Class Notes from Week 1 (Jan. 9)

Week 1: Introduction

Don’t worry if you don’t know anything about games going in, and feel free to ask me about terms or concepts that are new to you.

There are no stupid questions. School often encourages people to look down on one another for not knowing something, people are ranked according to the number of questions they get “right,” but this actually makes it a lot harder to learn.

 

That said, please be respectful. Some people have difficulty speaking up in public, especially in regards to certain topics. Be prepared to reexamine your own assumptions.

 

My goal here is to help you develop the critical skills that are necessary for building a better understanding of how the world works.

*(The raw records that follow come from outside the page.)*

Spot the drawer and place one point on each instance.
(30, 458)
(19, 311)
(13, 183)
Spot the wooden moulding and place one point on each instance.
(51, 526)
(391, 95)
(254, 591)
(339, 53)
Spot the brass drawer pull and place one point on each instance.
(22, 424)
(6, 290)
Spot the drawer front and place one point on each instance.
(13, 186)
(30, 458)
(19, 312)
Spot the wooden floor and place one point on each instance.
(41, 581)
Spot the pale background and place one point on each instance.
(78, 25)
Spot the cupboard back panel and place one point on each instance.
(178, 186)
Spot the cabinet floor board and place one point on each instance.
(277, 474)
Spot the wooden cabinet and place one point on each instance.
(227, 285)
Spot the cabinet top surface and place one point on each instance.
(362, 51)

It’s not about providing answers, it’s about asking interesting questions. This is a class about games and literature, but my challenge is to connect this to society as a whole, our material reality, explicit and implicit rules, and questions of power, ethics, and identity. Let’s see if we can use games and other cultural forms as tools or playgrounds to think through these bigger issues.

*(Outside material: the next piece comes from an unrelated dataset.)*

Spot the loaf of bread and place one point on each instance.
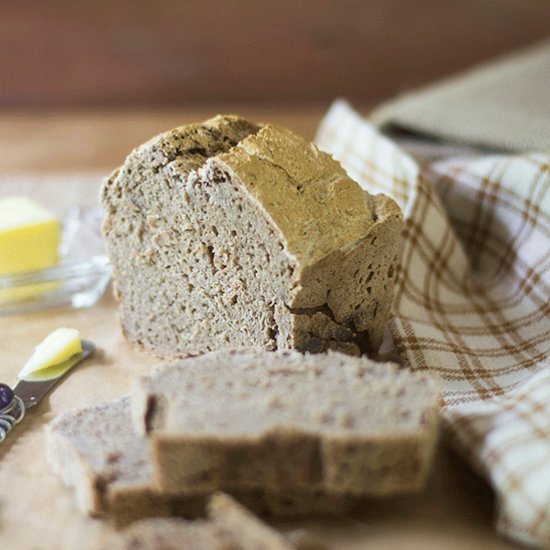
(287, 421)
(96, 451)
(230, 527)
(227, 234)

 Assuming you didn’t have to take this course for credit, what would you want to get out of it? I’m taking an interactive approach to course design. I want your help in determining the direction the course will take.

 

In terms of class structure, I’m going to try and keep lectures to a minimum, and encourage lots of discussion.

 

I’m also going to encourage creative projects as much as possible. My background is in visual arts, so I’m familiar with lots of different forms of media. I don’t believe writing is the be-all-and-end-all of academic knowledge or expression. If writing is your preferred way to express yourself that’s great. If you’d prefer to do something else that’s fine too. For e.g. make a video or mod, design a game, write and perform a play, draw a comic, build a sculpture, write a program. If you ever feel like the assignment you’re doing is uninspiring, boring, pointless, etc., come talk to me.

 

Other media are not necessarily easier to work in, and will probably take more time than writing. You can also write about games or objects that are not on the syllabus, just make sure you’re able to express how it connects to the themes or topics in the class. If you decide to do this, please talk to me before submitting your assignment.

 

Here’s an example for a final project: Take a system, institution, or space you’re familiar with and turn it into a game. You can create a paper prototype, or write a design document explaining how the game is played, the rules, and the materials. Think about all the different actors involved, and what rules apply to them. What are they allowed to do and what are they not? How are they affected by the physical layout of the space? Examples: Prison Architect, The McDonald’s Game, Neocolonialism.

 

Games can be thought of as systems of people, cultures, materials, and rules all interacting with one another dynamically. Examining the different components of a game reveals a lot about the society and culture that created it. Turning different things into games can also be a useful thought experiment.

 

I want to see examples of critical thinking. Think about the context in which the things you’re reading were written, what was going on at the time? What assumptions are the authors relying on? What are they reacting to? Same goes for games.